The problem we have as climbers is that we think there is something wrong with us, that fear of falling was handed to us on a plate at birth and we can’t do anything about it. Of course some people don’t have to think about it so much, for them it seems easy to rationalise the fear and get on with it. Comparing yourself to those climbers doesn’t help you. Just because they can take massive whips it might be the case that they find other areas of their hard-wiring harder to over-come. They might have horrible jealousy issues, or anger management problems; everyone has their weaknesses. If your weakness is fear of heights or fear of falling - don’t worry - you can train yourself to distance yourself from those feelings.

 

 

 

 

Comments 9

  • 02/29/16

    Thanks for putting in words (bad english sorry I’m french) something i’ve recently experienced every single day during a trip where as as a photographer i was shooting world class mixte climbers from my fixed rope. Routes were so hard i was almost never touching the cliff, most of the time surrounded by hanging icicles.
    it’s hard to belive you’re the only only feeling that irrational fear even when you’re technically safe, just so scared, so it helps a little to hear an athlete like you talking about that
    Thanks

  • 02/29/16

    I enjoy the way you Layout your points. Questions and answers, like philosophical text.

  • 03/01/16

    Lol I wish I Could like your comment under the second picture. thanks for the insight, a fear of falling is something I definitely struggle with climbing, manic irrationality is the phrase. hope that shoulder is treating you well. You are very inspiring. peace.

  • 03/02/16

    Great blog post. I’ve been grappling with FEAR for some time now and its really HOLDING me back. What are your training tips? I hear pros and cons about fall practice

  • 03/03/16

    Great post, THANK YOU FOR THAT. i AM LOOKING FORWARD TO “iRRATIONAL FEAR? pART ii - HOW TO DISTANCE YOURSELF FROM THE FEELINGS OF FEAR.” I’m a v5 boulderer and although I live in Bishop, Ca I have not been able to conquer my fear of the v1 problem heavenly path. ive been working on my head game, and after about 2 years of walking past it - i’m going to give it a go this weekend. Thanks for all your inspiration - always.

  • Jen
    03/27/16

    I feel as though the same can be true for big mountain skiing. I am having a huge problem with my head getting in the way of lines I want to ski, and I’m wondering if you have further reading you suggest.

  • 04/18/16

    sorry, cannot get rid of caps… Fear is a thought. A thought that imposes something from the past onto the current moment. Thus distorting the current moment, taking us away from it. What past? it could be either something that happened to us before (we fell before, we injured ourselves, etc.) or to someone else we know, or to someone else we do not know, but we saw it on TV or read in a book. Somehow we know “that thinG” is possible to happen, so we think it’s going to happen here and now.

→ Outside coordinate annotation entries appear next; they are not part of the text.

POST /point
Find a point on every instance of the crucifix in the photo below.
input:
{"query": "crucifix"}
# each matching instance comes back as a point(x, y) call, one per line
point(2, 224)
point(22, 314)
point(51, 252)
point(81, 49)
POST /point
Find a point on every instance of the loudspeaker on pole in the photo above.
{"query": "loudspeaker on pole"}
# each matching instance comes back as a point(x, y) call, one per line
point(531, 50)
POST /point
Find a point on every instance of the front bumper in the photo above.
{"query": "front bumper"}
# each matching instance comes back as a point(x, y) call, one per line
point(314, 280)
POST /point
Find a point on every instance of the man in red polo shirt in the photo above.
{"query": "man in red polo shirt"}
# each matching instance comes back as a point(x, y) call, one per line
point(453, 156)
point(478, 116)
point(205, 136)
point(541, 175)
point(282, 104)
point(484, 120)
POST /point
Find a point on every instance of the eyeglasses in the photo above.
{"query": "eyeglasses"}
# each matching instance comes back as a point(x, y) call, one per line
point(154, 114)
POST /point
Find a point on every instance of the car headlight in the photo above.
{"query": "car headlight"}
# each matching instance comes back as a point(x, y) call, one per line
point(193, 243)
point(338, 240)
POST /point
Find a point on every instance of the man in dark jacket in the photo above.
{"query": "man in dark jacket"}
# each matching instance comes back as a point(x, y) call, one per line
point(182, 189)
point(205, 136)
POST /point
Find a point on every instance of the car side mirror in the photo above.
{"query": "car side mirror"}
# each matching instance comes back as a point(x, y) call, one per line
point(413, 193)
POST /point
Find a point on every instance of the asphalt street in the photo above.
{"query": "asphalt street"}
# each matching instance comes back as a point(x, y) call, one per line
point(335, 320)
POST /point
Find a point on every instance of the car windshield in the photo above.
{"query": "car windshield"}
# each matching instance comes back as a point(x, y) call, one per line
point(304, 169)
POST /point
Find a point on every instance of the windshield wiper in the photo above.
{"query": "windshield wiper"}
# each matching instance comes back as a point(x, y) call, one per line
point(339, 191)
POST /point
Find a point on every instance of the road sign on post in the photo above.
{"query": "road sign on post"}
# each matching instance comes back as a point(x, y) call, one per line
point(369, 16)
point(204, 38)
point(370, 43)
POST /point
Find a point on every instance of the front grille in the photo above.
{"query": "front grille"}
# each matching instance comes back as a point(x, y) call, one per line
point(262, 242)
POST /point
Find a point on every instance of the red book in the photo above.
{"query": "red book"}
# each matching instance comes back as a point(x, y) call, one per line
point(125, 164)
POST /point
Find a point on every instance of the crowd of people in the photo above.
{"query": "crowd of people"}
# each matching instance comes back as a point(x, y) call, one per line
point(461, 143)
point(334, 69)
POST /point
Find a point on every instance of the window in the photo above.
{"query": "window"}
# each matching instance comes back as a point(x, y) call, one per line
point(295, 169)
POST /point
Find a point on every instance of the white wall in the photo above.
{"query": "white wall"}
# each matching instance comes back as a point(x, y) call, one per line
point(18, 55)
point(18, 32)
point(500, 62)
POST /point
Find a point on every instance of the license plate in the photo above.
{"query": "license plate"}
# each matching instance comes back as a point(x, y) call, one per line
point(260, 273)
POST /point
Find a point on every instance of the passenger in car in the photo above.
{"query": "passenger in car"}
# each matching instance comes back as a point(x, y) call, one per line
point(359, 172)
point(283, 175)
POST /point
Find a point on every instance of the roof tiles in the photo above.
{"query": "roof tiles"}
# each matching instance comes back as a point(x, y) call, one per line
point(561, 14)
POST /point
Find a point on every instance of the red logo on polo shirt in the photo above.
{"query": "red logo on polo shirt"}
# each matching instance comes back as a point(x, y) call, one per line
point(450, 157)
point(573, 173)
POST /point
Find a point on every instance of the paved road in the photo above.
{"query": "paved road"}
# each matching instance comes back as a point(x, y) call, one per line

    we cannot stop thoughts, but we can change how we relate to them. we can be so focused on what the body is doing (breath, touch, color, sounds, movement) that the fear thought does not have room to arrive. if it does, We can observe that the thought has arrived. Observing the thought is different that running with it. that is the distance we want.

  • 08/08/16

    Lovely analogy! thanks for sharing

  • 11/30/16

    Have you ever thought about writing a book? Seriously! I love your writing style and I feel like there is so much you can bring to the table for others… on many different subjects! Keep up the good work, you are an inspiration. Thanks for sharing!